Positive Retraction

A conduction-cooled embedded computing module utilizing traditional wedgelocks can become jammed inside the deployed environment. Once a mechanical malfunction occurs, the module cannot be easily extracted from the system, and could jeopardize or completely incapacitate critical embedded systems during mission sets for the end-user.

Several years of real world feedback from customers has led WaveTherm to highlight this fundamental design implication and the impact it could have on customers’ ability to deploy reliable embedded systems. Our intent is to help OEM module suppliers and system integrators identify this key risk to their systems during the early stages of development, so that the risks can be properly factored into the board-level design decisions before those decisions hinder the reliability of the deployed system.

There are two main ways that traditional drive wedgelocks can become inoperable:

Disengaging a wedgelock can lead to the front segment falling from the rest of the assembly. See the animation below:

Engaging a wedgelock can cause the segments to become misaligned. See the animation below:

Many individuals have had the experience of being unable to release a circuit board module when wedge segments on traditional-drive mechanism wedgelocks have jammed in the raised position. Often, the only solution is to disassemble the host chassis with the potential of having to destroy the chassis by drilling through the side to gain access to the seized wedge segment(s).

The best solution is, of course, prevention.

The use of a wedgelock with positive retraction will prevent the disaster that is caused by stuck wedge segments.

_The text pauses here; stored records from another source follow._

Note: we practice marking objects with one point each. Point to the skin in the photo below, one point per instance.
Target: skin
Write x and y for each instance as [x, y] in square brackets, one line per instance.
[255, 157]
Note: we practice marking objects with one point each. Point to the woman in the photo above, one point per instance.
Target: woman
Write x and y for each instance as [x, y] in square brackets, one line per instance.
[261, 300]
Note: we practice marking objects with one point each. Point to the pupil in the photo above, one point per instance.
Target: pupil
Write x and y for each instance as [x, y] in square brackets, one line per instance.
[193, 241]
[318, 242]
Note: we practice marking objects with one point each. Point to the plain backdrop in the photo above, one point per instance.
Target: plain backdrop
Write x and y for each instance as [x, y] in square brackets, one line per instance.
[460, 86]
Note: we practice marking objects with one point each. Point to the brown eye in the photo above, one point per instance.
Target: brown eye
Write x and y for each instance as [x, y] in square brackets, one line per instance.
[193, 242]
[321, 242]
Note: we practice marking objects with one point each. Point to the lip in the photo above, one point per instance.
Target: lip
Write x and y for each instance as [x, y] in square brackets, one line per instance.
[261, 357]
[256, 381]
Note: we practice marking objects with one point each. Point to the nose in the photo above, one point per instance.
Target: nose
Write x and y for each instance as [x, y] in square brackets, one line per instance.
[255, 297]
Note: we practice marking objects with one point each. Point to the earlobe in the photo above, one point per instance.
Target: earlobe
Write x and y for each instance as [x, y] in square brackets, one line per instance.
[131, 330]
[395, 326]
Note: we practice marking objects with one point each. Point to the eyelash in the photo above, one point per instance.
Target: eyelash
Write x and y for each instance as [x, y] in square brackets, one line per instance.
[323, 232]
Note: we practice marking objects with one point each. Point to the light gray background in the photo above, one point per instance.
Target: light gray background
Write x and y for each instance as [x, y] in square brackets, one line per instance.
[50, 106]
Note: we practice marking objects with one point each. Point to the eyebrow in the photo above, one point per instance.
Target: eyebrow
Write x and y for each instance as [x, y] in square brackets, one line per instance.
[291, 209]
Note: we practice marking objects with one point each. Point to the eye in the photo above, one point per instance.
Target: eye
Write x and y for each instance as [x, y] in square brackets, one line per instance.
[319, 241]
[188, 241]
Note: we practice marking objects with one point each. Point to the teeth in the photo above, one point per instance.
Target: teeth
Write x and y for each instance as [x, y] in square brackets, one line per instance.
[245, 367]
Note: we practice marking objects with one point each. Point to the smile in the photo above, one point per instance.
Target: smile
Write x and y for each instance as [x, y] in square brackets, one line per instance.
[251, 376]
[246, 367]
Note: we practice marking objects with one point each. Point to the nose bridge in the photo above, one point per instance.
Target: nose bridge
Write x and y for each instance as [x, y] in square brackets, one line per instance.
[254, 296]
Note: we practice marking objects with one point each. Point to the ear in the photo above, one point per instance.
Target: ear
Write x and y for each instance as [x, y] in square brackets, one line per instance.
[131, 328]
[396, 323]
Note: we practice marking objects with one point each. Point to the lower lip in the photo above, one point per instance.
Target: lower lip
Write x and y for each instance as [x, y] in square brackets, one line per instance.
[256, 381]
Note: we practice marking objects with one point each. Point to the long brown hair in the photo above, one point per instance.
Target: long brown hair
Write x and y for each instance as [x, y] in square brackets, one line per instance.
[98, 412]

The SolidWedge™ design, where each wedge segment is connected to adjacent wedge segments, inherently provides positive retraction.

When the drive screw is turned counterclockwise, the threaded drive wedge is retracted which in turn pulls each of the connected segments down to its released position.

Other designs have attempted to assist in the retraction of each wedge segment, but the frictional forces involved that hold a wedge segment after it has been inserted using hundreds of pounds of force can not be expected to be retracted by spring tension.

In today’s critical applications, where easy access to embedded computing modules and rapid field replacements are crucial to successful system operations, it makes sense to eliminate the threat of stuck wedge segments and the resulting non-extractable circuit boards.